More than 150 students have participated in STARS since it began in 1995. Of the 90 students who participated beginning in 1995 and 1996, all but two have continued as science majors. That figure compares with a 50 percent rate of attrition prior to STARS.

Black said the program gives the students an opportunity to work in research laboratories early in their college careers. “This way they can be trained early and they can succeed,” she said. “This then makes them more competitive for national and international fellowships and scholarships, so they become part of the scientific community earlier, within Yale and outside of Yale.”

One student in the program, Syeeda Amin, a junior with a double major in chemical engineering and political science, enrolled in STARS at the end of her first year. In addition to the workshops, she worked with a professor on a project using lasers to clean microchips. Last summer she interned at Boehringer Ingelheim.

“It was a wonderful experience,” she said. “I worked with a chemical engineering Ph.D. on doing a kinetics model for purification filtration of a drug. I also had an amazing opportunity to work on micro reactors, which is a new technology.”

Amin said her research experience at Yale helped bridge the gap between theory and real world applications. The Boehringer Ingelheim internship took that perspective one step further for her. “With research you check every possible avenue,” she said. “In industry, it’s more ‘This is what I need to know. This is how I need to do it.’ The pace is a lot faster.”

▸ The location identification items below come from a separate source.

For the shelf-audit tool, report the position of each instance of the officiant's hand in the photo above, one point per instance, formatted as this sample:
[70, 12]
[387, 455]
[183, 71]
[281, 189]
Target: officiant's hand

Boehringer Ingelheim is based in Ridgefield, is the largest U.S. subsidiary of Boehringer Ingelheim Corporation in Ridgefield, and a member of the Boehringer Ingelheim worldwide group of companies. Boehringer Ingelheim, which is headquartered in Ingelheim, Germany, ranks among the top 20 pharmaceutical companies in the world. It reported revenues exceeding $4.97 billion (DM 8.7 billion) in 1998.

The corporation has more than 140 affiliated companies and it conducts business on every continent. Its product range is focused on human pharmaceuticals – hospitals, prescription and self-medication – as well as animal health.